« Connaître sert beaucoup pour inventer. » (Mme de Staël)

Préciosité selon Sainte-Beuve

Origine de la préciosité au 17e siècle selon Sainte-Beuve

   Dans ses Portraits de femmes, Sainte-Beuve introduit ainsi le chapitre consacré à Mme de Sévigné :  

« Les critiques, et particulièrement les étrangers, qui, dans ces derniers temps, ont jugé avec le plus de sévérité nos deux siècles littéraires, se sont accordés à reconnaître que ce qui y dominait, ce qui s’y réfléchissait en mille façons, ce qui leur donnait le plus d’éclat et d’ornement, c’était l’esprit de conversation et de société, l’entente du monde et des hommes, l’intelligence vive et déliée des convenances et des ridicules, l’ingénieuse délicatesse des sentiments, la grâce, le piquant, la politesse achevée du langage. Et en effet […] c’est là, jusqu’en 1789 environs le caractère distinctif, le trait marquant de la littérature française entre les autres littératures d’Europe […]

   Au commencement du dix-septième siècle, notre civilisation, et partant notre langue et notre littérature, n’avaient rien de mûr ni d’assuré. L’Europe, au sortir des troubles religieux et à travers les phases de la guerre de Trente ans, enfantait laborieusement un ordre politique nouveau ; la France à l’intérieur épuisait son reste de discordes civiles. A la cour, quelques salons, quelques ruelles de beau-esprits étaient déjà de mode ; mais rien n’y germait encore de grand et d’original, et l’on y vivait à satiété sur les romans espagnols, sur les romans et les pastorales d’Italie. Ce ne fut qu’après Richelieu, après la Fronde, sous la reine-mère et Mazarin, que tout d’un coup, du milieu des fêtes de Saint-Mandé et de Vaux [1] (1), des salons de l’hôtel de Rambouillet ou des antichambres du jeune roi, sortirent, comme par miracle, trois esprits excellents trois génies diversement doués […], Molière, Lafontaine et Mme de Sévigné […].

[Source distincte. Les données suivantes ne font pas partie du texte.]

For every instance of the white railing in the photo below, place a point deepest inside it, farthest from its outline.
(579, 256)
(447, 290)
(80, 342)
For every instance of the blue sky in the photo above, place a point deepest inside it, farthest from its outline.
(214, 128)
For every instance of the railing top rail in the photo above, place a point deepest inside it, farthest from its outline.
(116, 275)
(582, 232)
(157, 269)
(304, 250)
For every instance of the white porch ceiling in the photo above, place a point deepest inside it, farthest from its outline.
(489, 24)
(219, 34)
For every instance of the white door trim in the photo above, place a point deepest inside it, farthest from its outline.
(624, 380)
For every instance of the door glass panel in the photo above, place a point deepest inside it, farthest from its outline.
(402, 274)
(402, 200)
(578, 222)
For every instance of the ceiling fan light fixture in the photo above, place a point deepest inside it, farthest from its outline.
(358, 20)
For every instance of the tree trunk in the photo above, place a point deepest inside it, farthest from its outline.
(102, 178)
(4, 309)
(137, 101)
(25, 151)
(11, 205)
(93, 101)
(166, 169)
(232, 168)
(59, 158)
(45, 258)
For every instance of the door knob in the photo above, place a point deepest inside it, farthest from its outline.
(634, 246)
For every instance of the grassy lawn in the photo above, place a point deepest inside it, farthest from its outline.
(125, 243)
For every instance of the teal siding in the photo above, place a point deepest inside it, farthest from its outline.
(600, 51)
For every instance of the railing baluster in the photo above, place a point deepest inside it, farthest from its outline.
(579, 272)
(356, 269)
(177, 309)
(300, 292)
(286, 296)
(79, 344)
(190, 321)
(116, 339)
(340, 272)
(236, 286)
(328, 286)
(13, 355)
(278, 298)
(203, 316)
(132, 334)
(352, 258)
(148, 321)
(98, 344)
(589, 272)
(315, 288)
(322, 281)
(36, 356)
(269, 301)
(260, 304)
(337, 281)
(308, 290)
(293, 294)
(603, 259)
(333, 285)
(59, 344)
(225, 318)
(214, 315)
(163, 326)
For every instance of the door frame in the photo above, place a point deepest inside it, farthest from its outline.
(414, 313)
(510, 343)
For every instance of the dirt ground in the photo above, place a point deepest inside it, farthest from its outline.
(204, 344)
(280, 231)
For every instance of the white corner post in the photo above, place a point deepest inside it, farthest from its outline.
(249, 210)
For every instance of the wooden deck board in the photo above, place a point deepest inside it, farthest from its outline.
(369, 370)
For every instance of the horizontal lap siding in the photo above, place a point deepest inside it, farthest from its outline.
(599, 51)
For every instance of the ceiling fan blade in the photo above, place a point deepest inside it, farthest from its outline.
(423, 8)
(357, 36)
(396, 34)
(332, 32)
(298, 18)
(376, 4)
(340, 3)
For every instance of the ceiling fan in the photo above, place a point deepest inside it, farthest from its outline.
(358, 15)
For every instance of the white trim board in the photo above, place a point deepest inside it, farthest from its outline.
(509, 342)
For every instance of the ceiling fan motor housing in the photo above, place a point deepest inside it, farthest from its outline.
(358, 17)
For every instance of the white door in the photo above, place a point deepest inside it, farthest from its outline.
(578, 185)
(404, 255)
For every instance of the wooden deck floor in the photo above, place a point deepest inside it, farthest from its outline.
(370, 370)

   On a beaucoup flétri les excès de la Régence ; mais avant la régence de Philippe d’Orléans, il y en eut une autre, non moins dissolue, non moins licencieuse, et plus atroce encore par la cruauté qui s’y mêlait ; espèce de transition hideuse entre les débordements de Henri III et ceux de Louis XV. Les mauvaises mœurs de la Ligue, qui avaient couvé sous Henri IV et Richelieu, se réveillèrent, n’étant plus comprimées. La débauche alors était tout aussi monstrueuse qu’elle avait été au temps des mignons, ou qu’elle fut plus tard au temps des roués ; mais ce qui rapproche cette époque du seizième siècle et la distingue du dix-huitième, c’est surtout l’assassinat, l’empoisonnement, ces habitudes italiennes dues aux Médicis ; c’est la fureur insensée des duels, héritage des guerres civiles. Telle apparaît au lecteur la régence d’Anne d’Autriche[2], tel est le front ténébreux et sanglant de la Fronde, qu’on est convenu d’appeler une plaisanterie à main armée. La conduite des femmes d’alors, les plus distinguées par leur naissance, leur beauté et leur esprit, semble fabuleuse, et l’on aurait besoin de croire que les historiens les ont calomniées. Mais, comme un excès en amène toujours son contraire, le petit nombre de celles qui échappèrent à la corruption se jetèrent dans la métaphysique sentimentale et se firent précieuses ; de là l’hôtel de Rambouillet[3]… »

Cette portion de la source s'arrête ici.